Four years ago the world watched as 1,134 people lost their lives in the deadly Rana Plaza collapse in Bangladesh. In the wake of the disaster, 200 brand name clothing retailers responded to public pressure by signing on to the more effective Bangladesh Accord on Fire and Building Safety and the less effective Alliance for Bangladesh Worker Safety. Both agreements bound the participating retailers to fund safety inspections and improvements at the Bangladeshi factories that supply them with product. The Alliance has already announced it would close its doors this year, despite ongoing safety concerns. Fortunately, the Accord members have agreed to a three-year renewal.

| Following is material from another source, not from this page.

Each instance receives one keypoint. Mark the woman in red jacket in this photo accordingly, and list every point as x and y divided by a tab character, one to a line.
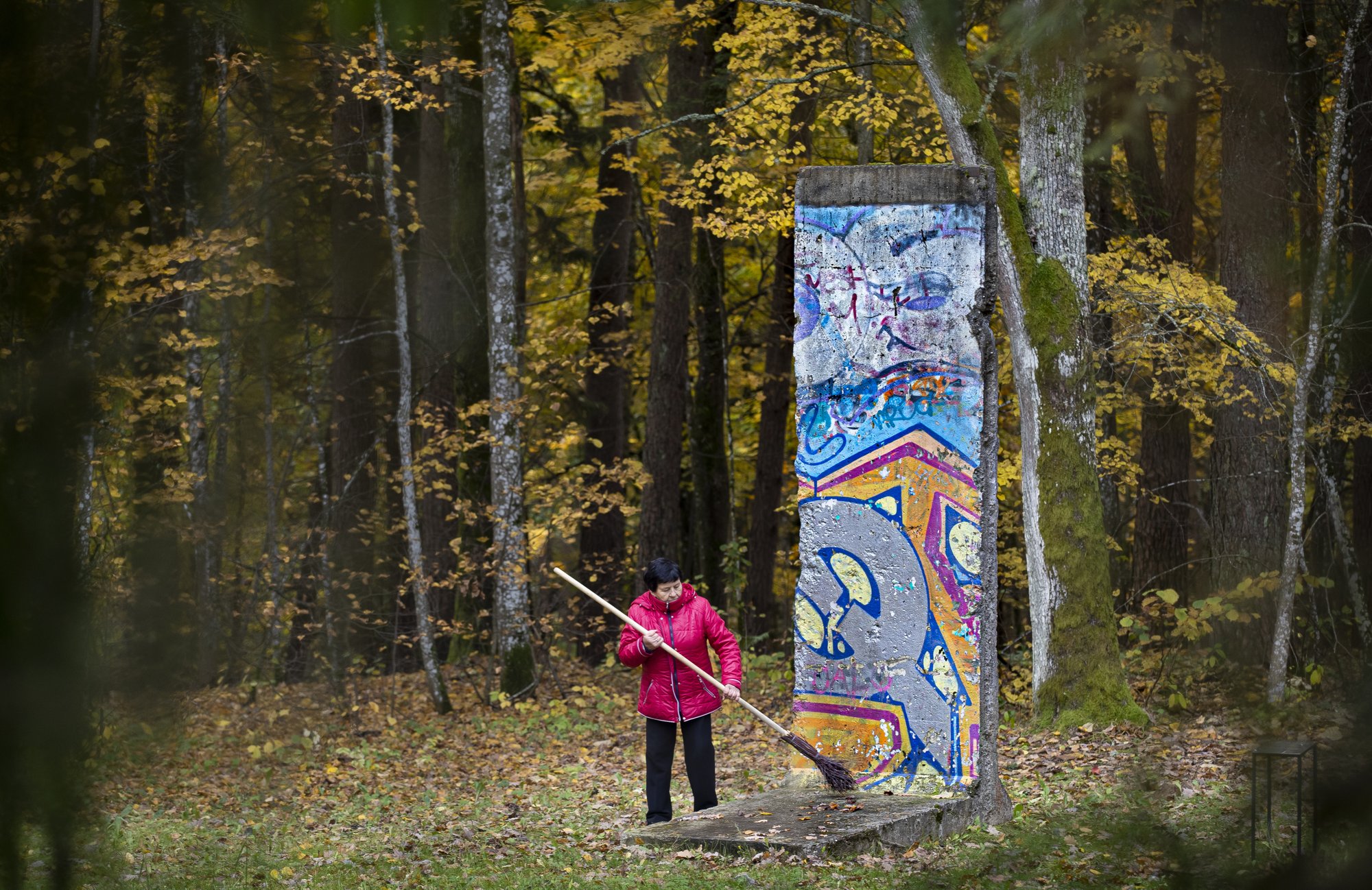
670	693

Long-term change in the garment industry requires a change from the current “race to the bottom” led by the brands to one where workers are protected. The new OHS Initiative for Workers and Community is promoting that fundamental shift from the bottom-up. The six member organizations will be holding worker trainings on a broad range of topics, and through the Initiative are expanding their knowledge of occupational health and safety issues. Initiative staff have been meeting with members since February to conduct needs assessments and develop targeted training materials in Bangla. OHS trainings with members will be more effective thanks to an understanding of the concerns of the majority women workforce, and the use of training materials that are already tested, such as Hesperian’s Workers’ Guide to Health and Safety.
This project is designed to provide a gender-sensitive, health-focused approach to workplace health and safety, and to avoid the duplication of efforts by already overextended grassroots organizations. The OHS Initiative, led by in-country staff with existing grassroots networks, is key to responding to the real conditions in Bangladeshi factories and improving Workers’ health and safety in Bangladesh.